Eclipsed And Everfolding


After not winning the X-factor in 2010, Cher Lloyd would later go on to release her song “Oath” in 2012 featuring Becky G. The song charted in the US, debuting at number 99 and peaking at number 73 on the Billboard Hot 100, and was certified gold by the RIAA.

Lloyd sings a song of friendship and how there is nothing quite like the intangible force of platonic romance. The connection she describes is one that transcends traditional romantic love, focusing instead on the deep emotional bond and unwavering loyalty between friends. The unspoken vow to always be there for each other, no matter the circumstances.

The first lines of the chorus, Lloyd sings


“Wherever you go, just always remember.

That you’ve got a home, for now and forever.”


In process philosophy, coined by Alfred Whitehead, entities are not static objects but processes in dynamic relationships. As Whitehead says, "The process of becoming is the fundamental characteristic of existence." For example, a garden is always becoming, with each season shaping its growth and preparing it for the next. The garden interacts with the changing seasons; through sunlight, rainfall, and temperature, continually influencing its development, and even in full bloom, it remains part of an ongoing process, with each new season shaping its future.
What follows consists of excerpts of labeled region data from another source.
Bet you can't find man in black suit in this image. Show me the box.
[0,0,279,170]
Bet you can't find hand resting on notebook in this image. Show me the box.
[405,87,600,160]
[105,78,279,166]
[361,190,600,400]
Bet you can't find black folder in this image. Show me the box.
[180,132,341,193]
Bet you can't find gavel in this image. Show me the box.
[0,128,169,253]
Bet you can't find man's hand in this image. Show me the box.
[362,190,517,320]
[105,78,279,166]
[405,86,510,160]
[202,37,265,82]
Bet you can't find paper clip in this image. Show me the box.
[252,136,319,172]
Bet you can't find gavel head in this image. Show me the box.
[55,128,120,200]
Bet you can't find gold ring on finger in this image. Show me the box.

It’s a non-physical rubbing off from one to another - sight which leads to an imprint, like a comma which leads you to the rest of the sentence like an open door which welcomes you home.
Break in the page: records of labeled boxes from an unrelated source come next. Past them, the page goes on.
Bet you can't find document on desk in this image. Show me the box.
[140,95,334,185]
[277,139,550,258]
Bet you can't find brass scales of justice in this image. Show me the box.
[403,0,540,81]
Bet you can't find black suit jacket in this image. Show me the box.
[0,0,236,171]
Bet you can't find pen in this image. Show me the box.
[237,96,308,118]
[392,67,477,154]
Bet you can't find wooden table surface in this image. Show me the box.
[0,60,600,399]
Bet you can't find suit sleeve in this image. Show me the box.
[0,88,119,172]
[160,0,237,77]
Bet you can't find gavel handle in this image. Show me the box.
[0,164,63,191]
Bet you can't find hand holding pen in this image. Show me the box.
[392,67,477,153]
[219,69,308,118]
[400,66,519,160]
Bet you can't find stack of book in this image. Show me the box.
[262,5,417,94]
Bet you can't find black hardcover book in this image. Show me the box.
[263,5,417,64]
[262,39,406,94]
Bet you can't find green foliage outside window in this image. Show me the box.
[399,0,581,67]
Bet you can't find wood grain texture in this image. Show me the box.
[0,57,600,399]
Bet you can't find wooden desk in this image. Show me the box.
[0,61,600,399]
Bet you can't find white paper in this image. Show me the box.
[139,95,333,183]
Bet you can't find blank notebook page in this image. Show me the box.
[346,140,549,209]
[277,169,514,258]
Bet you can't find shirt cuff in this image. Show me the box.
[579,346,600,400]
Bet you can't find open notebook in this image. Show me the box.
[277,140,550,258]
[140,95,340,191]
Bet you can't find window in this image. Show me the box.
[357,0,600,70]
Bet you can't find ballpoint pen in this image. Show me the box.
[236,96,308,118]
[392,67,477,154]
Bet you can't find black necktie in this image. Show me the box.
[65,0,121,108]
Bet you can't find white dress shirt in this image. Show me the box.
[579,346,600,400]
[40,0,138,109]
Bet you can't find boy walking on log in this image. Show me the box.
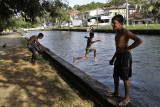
[27,33,49,65]
[73,32,101,63]
[108,15,142,106]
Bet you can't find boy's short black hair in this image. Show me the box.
[38,33,44,37]
[89,32,94,37]
[112,14,123,23]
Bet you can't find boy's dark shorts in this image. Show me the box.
[113,52,132,80]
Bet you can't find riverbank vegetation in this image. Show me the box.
[0,0,160,32]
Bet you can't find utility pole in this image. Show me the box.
[126,0,128,26]
[97,4,98,29]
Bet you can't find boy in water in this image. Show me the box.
[27,33,49,65]
[73,32,101,63]
[108,15,142,106]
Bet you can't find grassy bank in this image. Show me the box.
[56,24,160,30]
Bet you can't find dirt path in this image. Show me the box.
[0,34,93,107]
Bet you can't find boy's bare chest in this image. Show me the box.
[115,35,128,45]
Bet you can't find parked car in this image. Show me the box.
[82,20,90,27]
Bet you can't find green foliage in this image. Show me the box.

Something placed outside for long enough could also be seen in the process of becoming, perhaps not through the intangible force of friendship that Lloyd sings of or the constant flow of change that Whitehead highlights, but maybe something else, something equally as special. That something placed outside could become an ecosystem - another dynamic relationship where something/organisms interact with the physical.
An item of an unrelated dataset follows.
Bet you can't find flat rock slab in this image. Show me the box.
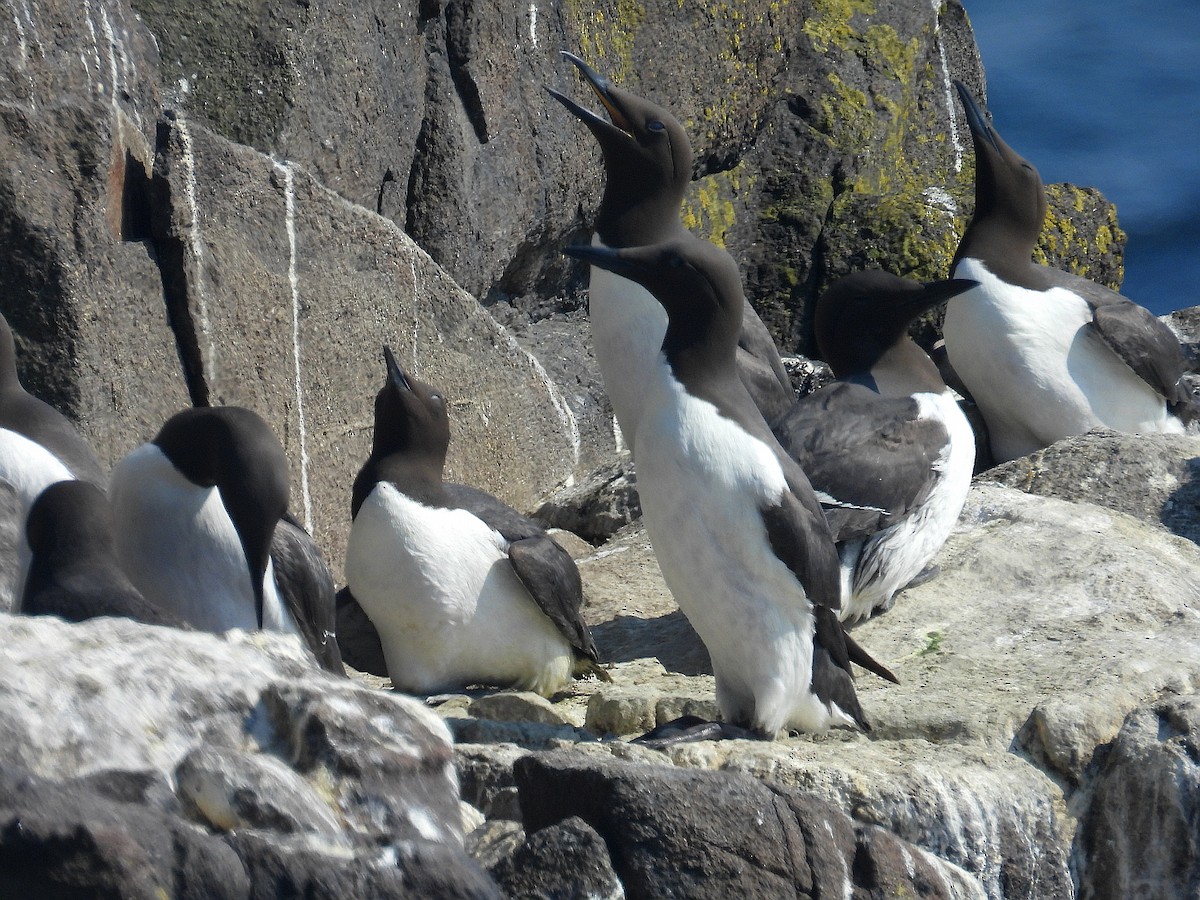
[979,430,1200,544]
[146,113,578,571]
[0,616,462,847]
A dance of sorts where things house things. For now or forever.

Lloyd continues to sing in the chorus, stating:


“Wherever you go, just always remember

You're never alone, we're birds of a feather”


In the book “The Nature Of Things” by Lyall Watson - Watson says that the word ‘talisman’ from the greek word ‘telesmon’ means ‘something which does not exist on its own but in relation to things’ she also adds that they “might well have a  tendency to seek completion in is own special way’


The ‘special way’ Watson highlights  is not dissimilar to what Lloyd is singing about. You see - ‘you're never alone, we’re birds of a feather’ -

Lloyd is suggesting a fundamental connection among us that transcends physical space and time. This connection, like the talisman Watson describes, does not exist solely in isolation but rather in continuous interaction and dependency with others.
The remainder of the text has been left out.